Since being interviewed in April, the Longmont songwriter has become increasingly successful. Two of her songs have been picked up by a professional “song plugger,” who pitches them in person to major record label artists and producers.
“I have never gotten that far before,” said Galbraith, 45.
Previously, she would drop off CDs at recording studios and publishers, but those discs were rarely heard, she said. She was not allowed to pitch the songs in person.
Since April, Galbraith also has won several songwriting contests and has developed a professional relationship with a prestigious music publisher.
In November, she and co-writer Mitch Townley won the 2006 songwriting contest at tunesmith.net, an online songwriting community. That winner, “Family Tree,” also is a contender for Song of the Year on the Muse’s Muse songwriting Web site, Townley said.
The tune recently was cut by DeWayne Spaw, an independent country artist in Nashville who tours nationwide and is close to a major record contract, Galbraith said. If he makes it big, her song could be played on the radio.
“He is one of those irons ready to strike,” Galbraith said. “He’s got the goods, and he could make it and take me with him.”
She is most excited that Windswept, an independent company on Nashville’s Music Row, has arranged for one of its songwriters to mentor her.
Though there are bigger publishers than Windswept, becoming a staff writer for the smaller independent is Galbraith’s dream.
She also was unanimously selected as SongU.com’s Student of the Month for the end of 2006 and start of 2007. On that educational Web site, faculty members nominate students. She recently started teaching a songwriting class through SongU.com.
Walt Aldridge, a staff songwriter for Sony/ATV music in Nashville, says he expects “big things” from Galbraith.
“Donna’s songs are being heard in the circles that could move her at any time into that circle of writers having hits in the Nashville market,” Aldridge said. “Windswept is a prestigious global publishing group that would not offer one of its writers’ time to mentor her if they did not feel she had a bright future. It’s now a matter of her being lucky enough to be heard by the right person at the right time.”

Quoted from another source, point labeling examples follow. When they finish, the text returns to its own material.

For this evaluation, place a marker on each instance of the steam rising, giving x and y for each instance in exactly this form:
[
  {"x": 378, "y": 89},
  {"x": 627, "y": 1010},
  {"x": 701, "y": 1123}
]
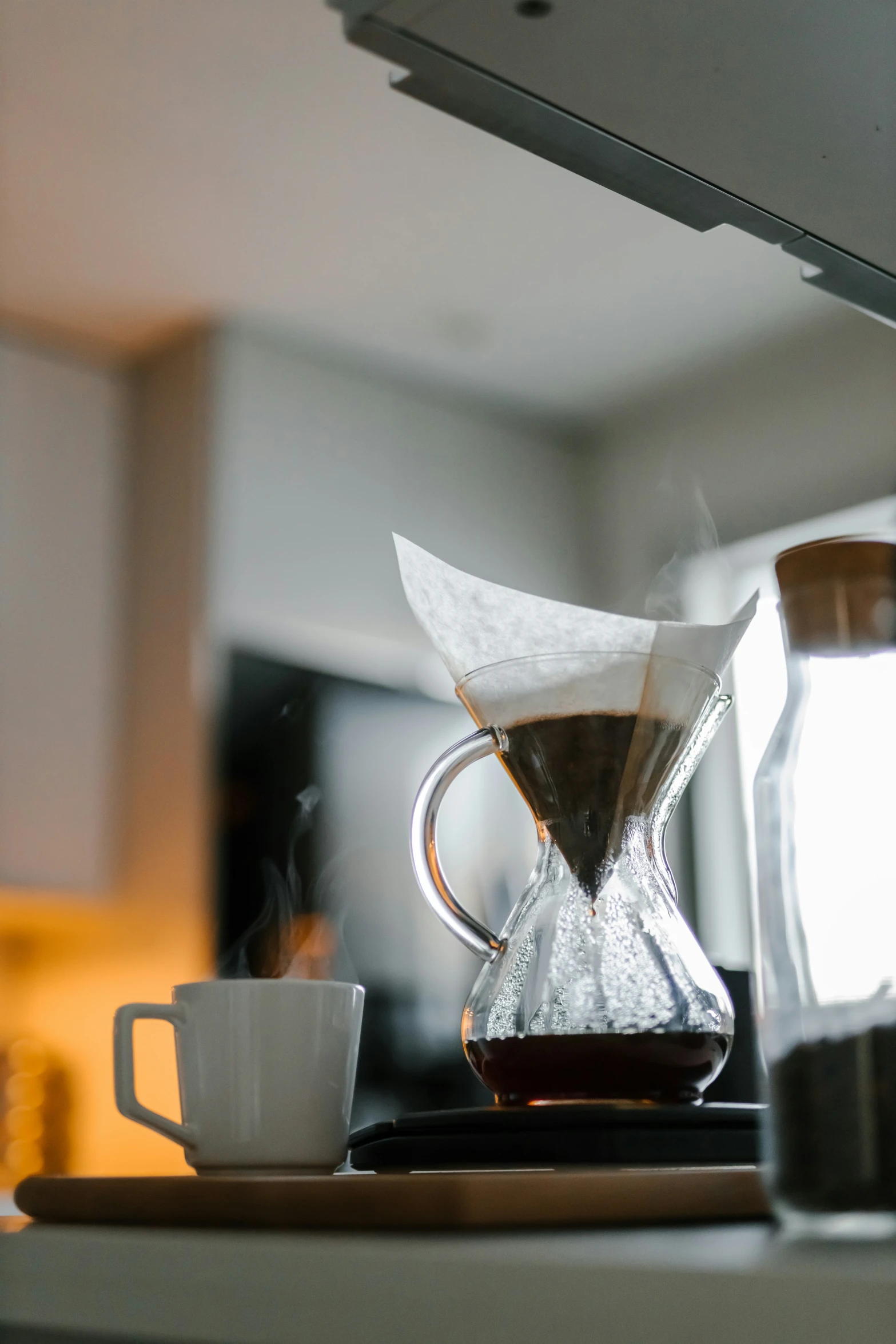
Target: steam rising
[
  {"x": 268, "y": 948},
  {"x": 696, "y": 536}
]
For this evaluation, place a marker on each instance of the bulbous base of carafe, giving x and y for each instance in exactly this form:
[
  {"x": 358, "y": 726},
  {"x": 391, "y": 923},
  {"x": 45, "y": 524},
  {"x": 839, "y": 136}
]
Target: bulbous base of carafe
[
  {"x": 656, "y": 1068},
  {"x": 602, "y": 993}
]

Galbraith continues as the coordinator for the Longmont chapter of Nashville Songwriters Association International, for which she leads critique sessions of members’ songs.
Recently, she began receiving royalties from a national photography studio that uses her songs in multimedia presentations.
Though she is still several years from retirement as an air traffic controller, Galbraith plans to transfer from Longmont to the Nashville Tower next year, despite a large pay cut that will accompany the move. Her children are grown; her husband, a retired air traffic controller and current flight instructor, will move with her.
“I’m getting closer all the time,” she said.